University of London: Beyonce’s Veganism Promotes ‘Discrimination and Inequality’


Two University of London professors are warning that Beyonce’s brand of veganism promotes “discrimination and inequality.”

Two professors at the University of London argue that Beyonce’s version of veganism “reproduces existing patterns of discrimination and inequality.” The claim comes as a part of a new academic journal article, first uncovered by Campus Reform’s Toni Airaksinen.

The article, which was written by University of London professors Ella Fegitz and Daniela Pirani, was published in the academic journal Feminist Media Studies.
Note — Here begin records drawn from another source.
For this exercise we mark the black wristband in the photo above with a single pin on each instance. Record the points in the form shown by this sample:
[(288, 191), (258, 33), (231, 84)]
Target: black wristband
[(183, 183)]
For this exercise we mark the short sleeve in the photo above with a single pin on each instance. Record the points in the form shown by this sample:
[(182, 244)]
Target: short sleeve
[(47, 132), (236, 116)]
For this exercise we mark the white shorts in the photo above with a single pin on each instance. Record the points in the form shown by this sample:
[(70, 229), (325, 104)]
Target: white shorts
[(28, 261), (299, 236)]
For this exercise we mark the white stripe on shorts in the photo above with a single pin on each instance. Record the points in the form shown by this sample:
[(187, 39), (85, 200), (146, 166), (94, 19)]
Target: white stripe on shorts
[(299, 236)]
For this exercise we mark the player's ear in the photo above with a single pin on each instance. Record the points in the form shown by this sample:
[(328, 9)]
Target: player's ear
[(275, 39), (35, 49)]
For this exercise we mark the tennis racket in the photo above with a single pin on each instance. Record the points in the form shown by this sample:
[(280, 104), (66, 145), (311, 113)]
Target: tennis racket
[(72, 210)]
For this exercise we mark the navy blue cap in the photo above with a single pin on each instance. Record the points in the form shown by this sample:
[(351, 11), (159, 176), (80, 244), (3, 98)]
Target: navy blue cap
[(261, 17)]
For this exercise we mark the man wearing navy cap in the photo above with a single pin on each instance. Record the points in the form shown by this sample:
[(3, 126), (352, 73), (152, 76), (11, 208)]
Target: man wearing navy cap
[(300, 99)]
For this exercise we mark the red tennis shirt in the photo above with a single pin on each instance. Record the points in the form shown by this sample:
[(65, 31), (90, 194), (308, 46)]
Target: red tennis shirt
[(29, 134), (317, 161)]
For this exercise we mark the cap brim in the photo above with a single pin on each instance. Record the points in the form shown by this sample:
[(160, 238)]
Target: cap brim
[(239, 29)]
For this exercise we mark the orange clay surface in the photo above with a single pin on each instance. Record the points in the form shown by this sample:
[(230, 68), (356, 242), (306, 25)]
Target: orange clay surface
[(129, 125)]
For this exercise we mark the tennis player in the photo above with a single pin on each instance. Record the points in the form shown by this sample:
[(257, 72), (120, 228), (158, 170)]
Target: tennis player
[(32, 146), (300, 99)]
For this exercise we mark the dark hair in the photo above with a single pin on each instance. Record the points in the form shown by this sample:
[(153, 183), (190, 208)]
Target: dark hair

The article critiques Beyonce’s recent “22 Day vegan challenge.” Fegitz and Pirani argue that the challenge stimulates inequality because it is a “post-feminist dietary practice.”

“The appropriation of a vegan diet is mobilized as part of a post-feminist ethics that promotes an individualistic form of emancipation, which sustains existent patterns of discrimination and inequality, consumerism and neoliberalism,” Fegitz and Pirani write.

Fegitz and Pirani set out to differentiate traditional approaches to veganism from Beyonce’s brand of pop veganism, which they argue “commodifies” the vegan lifestyle. “In this context, the endorsement of veganism is radically different from the ethical and political stance of eco-feminism or black veganism, becoming commodified as just another lifestyle choice,” they attempt to explain.

The professors bash Beyonce’s 22-day veganism experiment as an activity of the elite class rather than an actual exploration of the merits of veganism. “Indeed, Beyoncé’s uptake and promotion of a vegan diet highlights what Elspeth Probyn has called ‘choicechoisie,’ by which she means the bourgeois, neo-liberal logic of shaping personal identity through the exercise of consumer choice,” they continue.

“Ultimately, the post-feminist endorsement of veg*ism becomes a business opportunity, with celebrities such as Beyoncé capitalizing and aggrandizing their wealth through a dietary practice that eco-feminism has employed for political and ethical reasons,” Fegitz and Pirani finish.